Redesigning a legacy billing system at Alfred.

Overview

Alfred is a proptech company that manages resident services for multifamily properties through a native app and property management software. The billing system that powered their Marketplace, in-home services like cleaning and grocery runs, was a manual, error-prone process held together by spreadsheets and Slack.

I led the end-to-end redesign from discovery through soft launch, partnering with PM and product ops to audit the existing workflow, run user research, and ship a rebuilt platform that eliminated multi-platform coordination and gave billing specialists the tools they needed to triage invoices efficiently.

Slow, manual, fragile, and held together by Slack.

In 2021, 61,000 invoices were manually processed, and $157,000 in preventable Stripe payment failures slipped through.

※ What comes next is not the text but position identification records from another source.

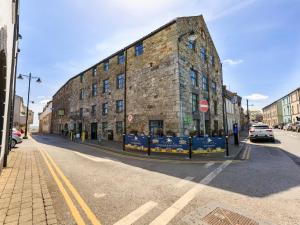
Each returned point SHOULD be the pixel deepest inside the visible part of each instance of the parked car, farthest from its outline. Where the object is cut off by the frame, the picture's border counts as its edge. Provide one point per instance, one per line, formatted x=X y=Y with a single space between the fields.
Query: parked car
x=280 y=126
x=15 y=139
x=16 y=132
x=296 y=126
x=288 y=126
x=261 y=132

Users couldn't edit invoices once created, and billing and operations teams coordinated across three disconnected platforms with no shared record of truth.

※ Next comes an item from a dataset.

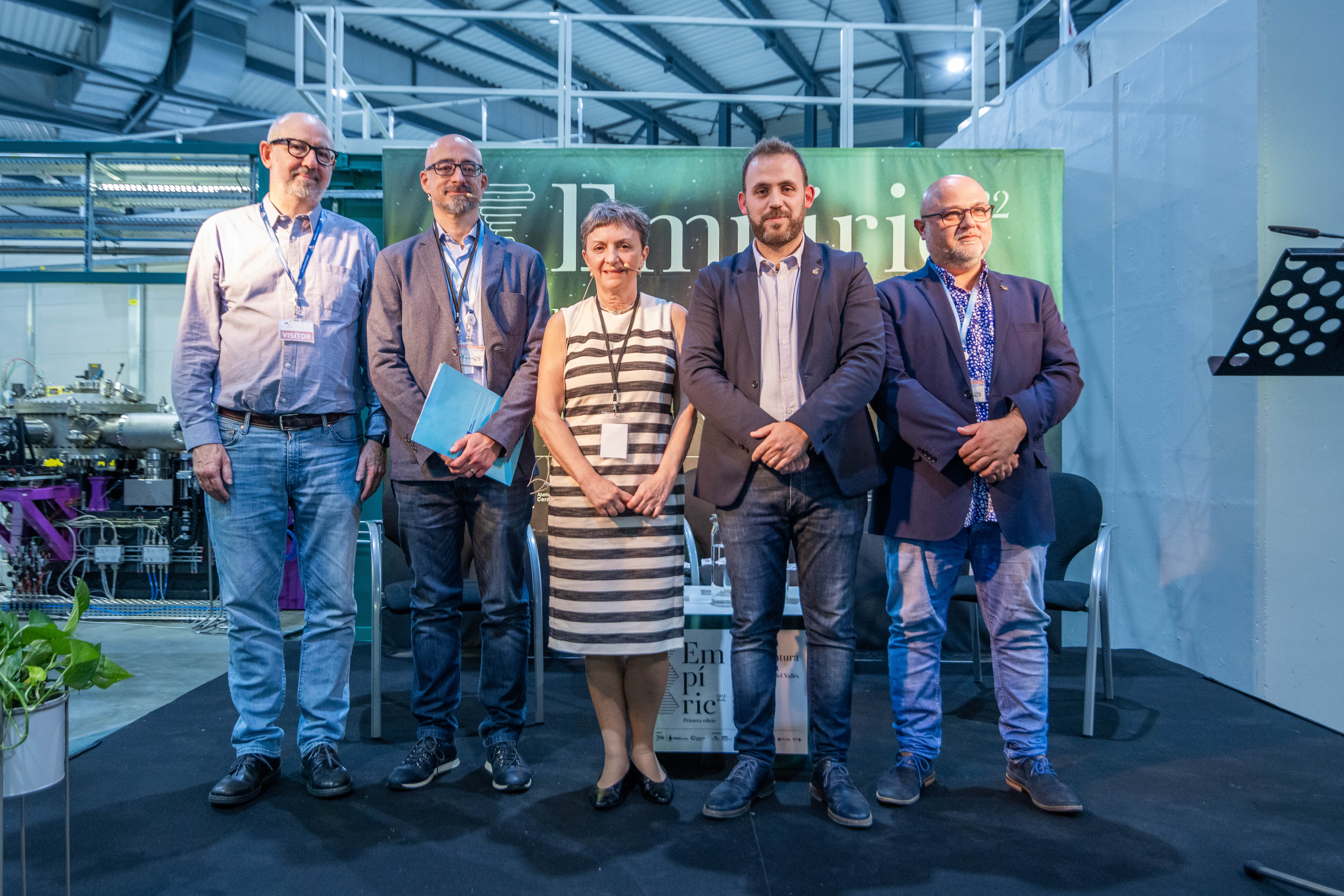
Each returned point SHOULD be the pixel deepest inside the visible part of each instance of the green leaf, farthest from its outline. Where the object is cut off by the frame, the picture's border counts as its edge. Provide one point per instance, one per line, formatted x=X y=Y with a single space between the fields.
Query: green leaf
x=81 y=605
x=83 y=666
x=109 y=674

AlfredOS Expenses + Billing/Invoices flow diagram showing the complex multi-system workflow
The existing AlfredOS billing workflow: invoices created at three different points across multiple systems, no shared source of truth
Legacy billing interface
The legacy billing experience: no inline editing, percent-only discounts, fragmented communication across tools

"You just need to cross your fingers and hope it hits...Sometimes after a run is closed it can take days to get to Billing and for me to approve, expenses get lost and you can't remember all you need to check."

Billing User

Quantitative analysis, user research, and a phased story map.

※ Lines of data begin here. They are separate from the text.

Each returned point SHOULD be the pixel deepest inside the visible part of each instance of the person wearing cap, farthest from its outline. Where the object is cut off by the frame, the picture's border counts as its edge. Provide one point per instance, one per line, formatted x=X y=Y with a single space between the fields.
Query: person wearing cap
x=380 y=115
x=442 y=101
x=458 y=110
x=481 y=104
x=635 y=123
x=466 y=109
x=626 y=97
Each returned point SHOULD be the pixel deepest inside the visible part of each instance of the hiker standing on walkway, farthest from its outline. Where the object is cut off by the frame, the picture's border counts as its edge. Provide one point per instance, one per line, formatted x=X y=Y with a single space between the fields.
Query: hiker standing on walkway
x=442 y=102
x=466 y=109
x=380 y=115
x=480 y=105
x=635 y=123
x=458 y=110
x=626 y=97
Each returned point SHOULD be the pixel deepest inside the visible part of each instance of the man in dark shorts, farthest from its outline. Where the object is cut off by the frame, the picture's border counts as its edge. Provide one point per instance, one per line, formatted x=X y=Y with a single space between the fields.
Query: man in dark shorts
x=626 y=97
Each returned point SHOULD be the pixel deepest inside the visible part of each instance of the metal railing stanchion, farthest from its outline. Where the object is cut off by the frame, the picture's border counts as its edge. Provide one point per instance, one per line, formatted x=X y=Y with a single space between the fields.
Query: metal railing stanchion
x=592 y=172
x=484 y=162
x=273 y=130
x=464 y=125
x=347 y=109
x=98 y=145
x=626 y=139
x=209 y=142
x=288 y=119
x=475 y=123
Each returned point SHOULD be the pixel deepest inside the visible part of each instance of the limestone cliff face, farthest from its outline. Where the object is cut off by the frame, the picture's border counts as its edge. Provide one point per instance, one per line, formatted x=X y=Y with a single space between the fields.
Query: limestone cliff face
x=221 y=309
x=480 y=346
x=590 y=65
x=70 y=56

I partnered with PM and product ops to audit the legacy workflow, ran user interviews with billing and operations teams, and applied Atomic UX methods to translate findings into a user story map that phased requirements across alpha, MVP, and post-MVP, giving engineering a clear sequence to build against.

Atomic UX research mapping showing experiments, facts, insights, and recommendations from billing specialist user testing
Atomic UX research mapping: structured experiments, facts, insights, and recommendations from billing specialist sessions
User story map showing alpha, MVP, and post-MVP feature phasing across user activities
User story map: phased requirements across alpha, MVP, and post-MVP, with release timing for each user activity

Inline editing, threaded comments, and a single source of truth.

A rebuilt billing platform with inline invoice editing, dollar-amount discount flexibility, improved information hierarchy for faster invoice triage, and a threaded comments system, eliminating the need to coordinate across Slack, the billing tool, and a corporate card platform simultaneously.

The redesign targeted two product outcomes: reducing the time required to manage Marketplace billing, and increasing margin on each Marketplace transaction.

Redesigned invoice details page with inline editing, line item breakdowns, and integrated comments
Redesigned invoice details: inline editing, transparent fee breakdown, and integrated comments per invoice

Soft launched in August 2022. 100% invoices match between Stripe and Alfred Billing.

The redesign shipped to strong initial feedback, and the comments system became the single auditable record per invoice that the team had been missing.

Aug 2022
soft launched to strong initial feedback from users
3 → 1
platforms consolidated, comments replaced Slack and corporate card chats
100%
invoices matched between Stripe and Alfred Billing

I love this page. I love how it's still broken down to where I can see which vendor that the Pex transaction was done on and the total amount.

Operations user

The way this new platform compares to how I handle billing today is much better. The one we've got now, I've got pages and pages, because everything is spread out, so I like that I can just see everything in rows and I can sort it however I would like to.